Je sens venir le moment pour moi de repartir. A ce moment , je ne doute plus que ça compte qu’ils me voient me lever, partir sur cette route étouffante.
Mais juste avant, je me dis que c’est dommage de n’avoir pas fait de photos. J’ai une idée… Une photo de nos souliers, comme symbole de nos identités.
Ils réfléchissent. …Et ils acceptent. Je les vois sourire.
Je me lève. Ce moment va s’arrêter, comme une graine déposer dans un champ pour chacun de nous.
En les saluant un à un, Hassan me saisit par les épaules. C’est lui cette fois qui m’invite à le regarder. Lui dont je devine le quotidien d’entraînements, d’informations, d’expériences. Le sens du groupe aussi. Parce que la sécurité, c’est la solidarité. “Fais attention à toi” insiste-t-il.
Aucun mot ne sort de ma bouche.
J’acquiesce en tentant de dissimuler l’émotion qui vient soudain m’attraper.

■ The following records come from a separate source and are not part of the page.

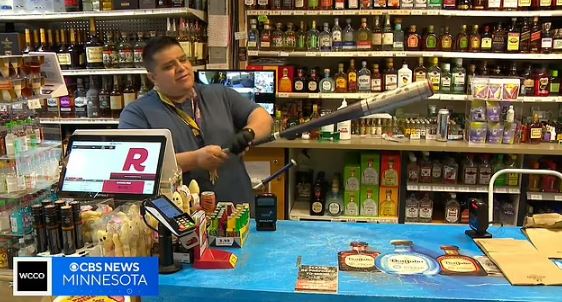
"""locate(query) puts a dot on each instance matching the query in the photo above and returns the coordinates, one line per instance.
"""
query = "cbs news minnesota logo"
(32, 276)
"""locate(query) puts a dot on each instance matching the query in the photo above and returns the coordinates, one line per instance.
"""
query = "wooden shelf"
(301, 212)
(360, 143)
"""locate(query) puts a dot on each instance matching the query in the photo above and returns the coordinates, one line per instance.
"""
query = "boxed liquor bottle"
(388, 202)
(370, 167)
(125, 4)
(369, 201)
(390, 169)
(351, 203)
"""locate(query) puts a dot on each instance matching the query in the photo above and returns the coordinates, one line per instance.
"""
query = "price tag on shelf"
(34, 104)
(535, 197)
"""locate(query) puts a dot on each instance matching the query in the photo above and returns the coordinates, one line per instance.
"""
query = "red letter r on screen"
(135, 158)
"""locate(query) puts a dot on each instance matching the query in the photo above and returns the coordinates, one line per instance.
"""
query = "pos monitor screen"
(119, 167)
(256, 85)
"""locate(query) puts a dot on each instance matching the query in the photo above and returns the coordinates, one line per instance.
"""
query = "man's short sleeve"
(240, 107)
(133, 117)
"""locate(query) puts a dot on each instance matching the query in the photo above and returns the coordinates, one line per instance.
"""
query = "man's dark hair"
(154, 46)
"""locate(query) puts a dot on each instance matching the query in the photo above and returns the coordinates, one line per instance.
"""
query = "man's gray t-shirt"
(224, 112)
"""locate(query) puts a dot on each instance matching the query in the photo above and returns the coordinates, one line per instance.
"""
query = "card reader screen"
(166, 207)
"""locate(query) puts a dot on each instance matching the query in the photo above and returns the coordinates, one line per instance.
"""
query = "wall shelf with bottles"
(402, 54)
(407, 12)
(79, 121)
(544, 196)
(300, 211)
(460, 188)
(145, 13)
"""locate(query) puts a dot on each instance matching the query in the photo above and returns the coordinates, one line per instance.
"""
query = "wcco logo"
(32, 276)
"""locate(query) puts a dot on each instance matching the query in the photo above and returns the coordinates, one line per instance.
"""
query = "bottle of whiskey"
(364, 78)
(337, 43)
(446, 40)
(474, 40)
(341, 79)
(413, 41)
(513, 37)
(352, 77)
(376, 79)
(94, 49)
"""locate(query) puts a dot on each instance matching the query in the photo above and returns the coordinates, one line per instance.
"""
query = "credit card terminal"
(169, 215)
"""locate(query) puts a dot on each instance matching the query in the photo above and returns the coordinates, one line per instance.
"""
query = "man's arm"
(261, 122)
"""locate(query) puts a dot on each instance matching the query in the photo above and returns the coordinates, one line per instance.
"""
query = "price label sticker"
(33, 104)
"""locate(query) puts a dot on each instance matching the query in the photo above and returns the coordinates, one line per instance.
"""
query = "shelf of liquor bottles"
(402, 54)
(407, 12)
(301, 211)
(460, 188)
(363, 143)
(442, 97)
(112, 71)
(79, 121)
(144, 13)
(544, 196)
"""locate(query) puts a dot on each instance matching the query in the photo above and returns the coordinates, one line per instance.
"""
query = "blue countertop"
(267, 270)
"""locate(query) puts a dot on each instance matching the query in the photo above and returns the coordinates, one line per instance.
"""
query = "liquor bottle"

Cette émotion, n’est pas lié au danger ou à la peur. Tout au contraire. Je crois qu’elle vient du fait qu’il m’amène à me regarder de l’extérieur faire ce que je fais. Je me vois faire ces choses que je n’ai jamais désiré faire. Ces choses que je trouve belles et dont je ne me sens nullement à l’origine.
Et en constatant cela, je crois que j’observe cette origine. Cette force extérieure à moi et à laquelle j’ai accepté de me soumettre.
L’émotion, c’est de voir ce qu’est cette origine.
Antoine VERNIER, sociologue, vit à Angers dans une cabane sans eau et sans électricité.
En 2022, il court 23 marathons de suite jusqu’à Davos. De ce voyage, il réalise un documentaire « Et si on parlait d’amour !? » et en écrit un livre qui porte le même titre.